Possible issue with grid WN: CVMFS access from the chrooted environment

  • Possibility to share the cache between the bare metal machine and all the containers?

ncm-spma: add ability to manage chrooted environment

  • Pass the reference to the chroot environment to YUM?
  • Also look at schroot utility that can create a chrooted environment from the current environment

Luis: ncm-cdispd can work in a chroot environment if the directory where initialized and the chroot environment was initialized

  • Easiest way to initialized the container is to use a “magic tarball” available from openvz (or Docker?)

Aquilon

Aquilon console: allows to display machines characteristics and change characteristics of machines in the sandbox (e.g. personality)

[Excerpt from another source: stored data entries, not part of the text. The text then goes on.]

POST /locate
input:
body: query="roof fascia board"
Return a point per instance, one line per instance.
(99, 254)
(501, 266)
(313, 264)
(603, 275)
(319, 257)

  • Consume the JSON profiles

Increasing adoption: what is needed?

  • Assess template library readiness for Aquilon: RAL may try to help
  • Provide scripts to build Aquilon inventory and define Aquilon objects from existing (SCDB) profiles: some examples/starting points done by Luis at UGent, push them to Aquilon repo as contrib
  • Review the Getting Started and update the contents to match last version of Aquilon

Other Core Components

perl-LC

Author recommended to get rid of it as it is now unmaintained

  • Suggested perl No-Worries as a replacement
    • Also done by Lionel, with a pretty similar API
    • Perl 5 License (Artistic 1 & GPL 1) should be ok for us
    • Checked with Lionel: No-Worries is really a public module, conversely to perl-LC, with open sources and (best-effort) support
      • Last release: April 2014

Strategy proposed

  • No new usage of perl-LC in existing or new components
  • When updating existing components, replace perl-LC calls by relevant perl-CAF calls
  • Add a CAF::FileReader API to open a file with modifications disabled
    • Trivial but better than asking people to set the no update flag themselves
  • Update perl-CAF to use something else than perl-LC internally
    • Transparent to CAF users

Open a master issue for perl-LC replacement with sub-issues per perl-LC areas (files, processes, exceptions, syslog…)

Main Issues and Next Milestones

Review of 14.10 issues done.

Conclusion

Next workshop in Grenoble (France), March 3-5, 2015.